I bet Perez on the ML at +160, and I will look to add a live bet after Round 1.

But in the prop market, I also like Perez to win by decision. I projected it at +310, but you can get it at +380 for a nearly 4-1 payoff.

The Pick: Alez Perez wins via decision (+380 at BetRivers)


Dann Stupp: Derrick Lewis by decision (+850)

Senior Editor at The Action Network

If our debut edition of the MMA Prop Squad were a beautiful and refreshing punchbowl, my pick would be the housefly in it.

I mean, who would really watch the heavyweight rumble between badass Derrick Lewis (26-9) and Sergei Pavlovich (15-1), an absolute mountain of a man, and actually root for a decision?

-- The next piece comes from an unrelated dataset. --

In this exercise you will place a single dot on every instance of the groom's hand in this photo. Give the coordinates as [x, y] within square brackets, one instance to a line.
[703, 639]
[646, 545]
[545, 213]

Alas, if you want the big payoffs, you’ve got to take big risks. And despite the potential for this fight to end with a single meathook from either competitor, I think the potential payoff is just too juicy to ignore this decision prop.

I do favor Lewis in this matchup, especially now that he’s flipped from a small favorite to a small underdog. That moneyline is certainly playable at the +130 price, especially if you think Lewis can survive Pavlovich’s early onslaught.

And if Lewis does survive, then what? He could certainly pour it on and force a stoppage of his own. Or, he could use a more conservative plan to close the distance and avoid his opponent’s massive reach. And if Pavlovich, who’s gone past the first round just three times in 16 pro fights, starts to tire, Lewis could win the later rounds, as he’s done against other scary-but-tiring heavyweights during his lengthy UFC tenure.

Plus, though Lewis has struggled when fighting in his home state of Texas, he could benefit from some hometown cookin’ if this fight goes to the scorecards. If you’re the judge of a close fight, good luck giving the decision to a Russian over a native Texan while dealing with 17,000 partisan MMA fans in Dallas.

Sure, if this bet cashes, a lot of fight fans are going to be disappointed. But a winning ticket on Lewis to win via decision at +850 odds might help soften the blow of this potential slugfest going all 15 minutes.